Of course, the rear-drive R is a sideways, smoking lunatic - able to light up its rear tyres like a Top Fuel dragster intent on creating a Pirelli bonfire. You'd expect then this all-wheel drive version would be tamed, cowed, suppressed.
Er, not quite.
The F-Type does understeer on the way into a corner when you push it a little too hard, but a quick tip of the throttle pedal, which pushes it into impressive neutrality, can easily dial that out. Push harder and you'd expect a four-wheel drive car to nudge wide again but nope, the R slips neatly and swiftly into oversteer, just as the rear-wheel drive version does. The difference is that it's easier and less terrifying to gather it all up and get it in a straight line again. The front wheels will generally only accept up to 50 per cent of the engine's power, but the new Intelligent Driveline Dynamics system (a network of computer controllers that talks to and between the steering, throttle, stability control and differentials) helps to parcel out the grunt in precise increments, ensuring that the F-Type stays rear-drive as much as possible. The clutch that controls the power flow can open and shut in 150 milliseconds and if you can detect which wheels are being powered at any one time, you're a more sensitive driver than I am. Basically, while driving purists will argue for the primacy of the classic rear-drive layout, for idiots like me, with firsts of ham and feet of lead, the AWD system is a no-brainer - it still allows sideways play but gives you a traction safety net to help you straighten things out again.
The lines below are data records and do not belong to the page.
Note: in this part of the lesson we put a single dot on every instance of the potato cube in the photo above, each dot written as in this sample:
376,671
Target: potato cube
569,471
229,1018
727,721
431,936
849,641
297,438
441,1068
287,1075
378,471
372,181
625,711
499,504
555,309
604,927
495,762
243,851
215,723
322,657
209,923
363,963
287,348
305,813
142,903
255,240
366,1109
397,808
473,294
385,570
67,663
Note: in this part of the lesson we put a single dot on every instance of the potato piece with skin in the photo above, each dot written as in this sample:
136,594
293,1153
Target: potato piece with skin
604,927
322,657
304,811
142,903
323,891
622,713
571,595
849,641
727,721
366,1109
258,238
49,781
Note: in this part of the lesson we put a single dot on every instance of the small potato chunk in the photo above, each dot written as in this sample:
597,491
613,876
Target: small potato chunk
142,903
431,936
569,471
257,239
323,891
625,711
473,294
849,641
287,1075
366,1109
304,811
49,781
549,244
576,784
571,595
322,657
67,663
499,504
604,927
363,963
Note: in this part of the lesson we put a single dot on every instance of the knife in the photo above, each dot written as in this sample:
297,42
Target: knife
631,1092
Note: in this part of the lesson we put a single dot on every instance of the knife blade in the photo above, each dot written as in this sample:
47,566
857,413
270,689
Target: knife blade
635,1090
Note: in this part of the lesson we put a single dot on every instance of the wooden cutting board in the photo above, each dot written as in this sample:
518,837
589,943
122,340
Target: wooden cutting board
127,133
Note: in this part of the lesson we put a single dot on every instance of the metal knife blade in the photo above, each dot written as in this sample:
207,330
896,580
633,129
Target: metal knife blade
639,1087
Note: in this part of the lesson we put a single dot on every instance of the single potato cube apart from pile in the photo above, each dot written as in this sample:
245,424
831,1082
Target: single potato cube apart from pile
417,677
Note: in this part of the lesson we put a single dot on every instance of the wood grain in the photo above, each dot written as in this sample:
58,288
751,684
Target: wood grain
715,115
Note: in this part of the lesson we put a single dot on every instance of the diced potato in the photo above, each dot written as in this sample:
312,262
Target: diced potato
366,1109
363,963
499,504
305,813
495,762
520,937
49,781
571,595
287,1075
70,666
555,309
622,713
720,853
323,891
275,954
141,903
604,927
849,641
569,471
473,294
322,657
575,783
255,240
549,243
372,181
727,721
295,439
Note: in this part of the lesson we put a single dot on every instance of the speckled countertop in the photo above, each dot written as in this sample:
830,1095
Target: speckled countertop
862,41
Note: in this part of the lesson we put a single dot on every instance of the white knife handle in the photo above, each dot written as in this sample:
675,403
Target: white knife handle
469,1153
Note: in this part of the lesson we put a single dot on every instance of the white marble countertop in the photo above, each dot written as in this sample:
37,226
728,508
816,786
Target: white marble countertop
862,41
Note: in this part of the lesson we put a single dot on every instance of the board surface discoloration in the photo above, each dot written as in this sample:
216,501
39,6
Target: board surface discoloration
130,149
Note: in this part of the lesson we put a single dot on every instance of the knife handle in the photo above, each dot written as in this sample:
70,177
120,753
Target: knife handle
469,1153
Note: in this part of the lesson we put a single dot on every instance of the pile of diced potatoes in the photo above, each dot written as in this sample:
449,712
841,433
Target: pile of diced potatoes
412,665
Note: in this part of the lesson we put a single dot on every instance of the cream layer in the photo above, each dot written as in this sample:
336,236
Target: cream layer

It also should provide the F-Type with impressive all-weather, all-climate ability. Trying the system out on a wet handling circuit, with the Winter mode of the electronic control system switched on, even severe provocations failed to get more than a tiny squirt from the tail - the electronics were set to Close-Watch mode and were intent on keeping the car moving forwards, not sideways.
Now, what about the EPAS electric steering? Perhaps the best thing to say about it is that you would never know had you not been told. In development since 2008, it really does feel as good and as natural as the best hydraulic systems, with plenty of feedback and uncanny response.
Excellent too are the optional carbon ceramic brakes (distinguished by bright yellow brake callipers), which give the F-Type phenomenal stopping power. To be fair, the standard steel discs are hardly slacking on the job, but even at that terminal pit-straight speed I had braking room to spare with the carbon rotors.
What you get for your Money:
There's no two ways about it - F-Types are as expensive as all-get-out. Jaguar Ireland hasn't confirmed a final price for the new models, but expect the AWD option to set you back around €6,000 and the carbon brakes will be a similar, probably higher, price. Not cheap then but you are getting a car of astounding all-round capability.
I'm going to be pilloried for this by the hot-shoe wheel-smiths, but I think AWD is the making of the F-Type R. OK, so it adds weight and takes away maybe a smidgen of the sideways-nutter-ness, but these are outweighed, for me, by the huge increase in all-year, all-weather versatility. It turns the R from a lairy modern-day TVR into a proper Porsche 911 Turbo rival - staggeringly quick and noisy, but capable and secure too. I'd probably still have the Coupé, both for the styling and the extra practicality, but this new R Convertible is about as good as roadster motoring gets.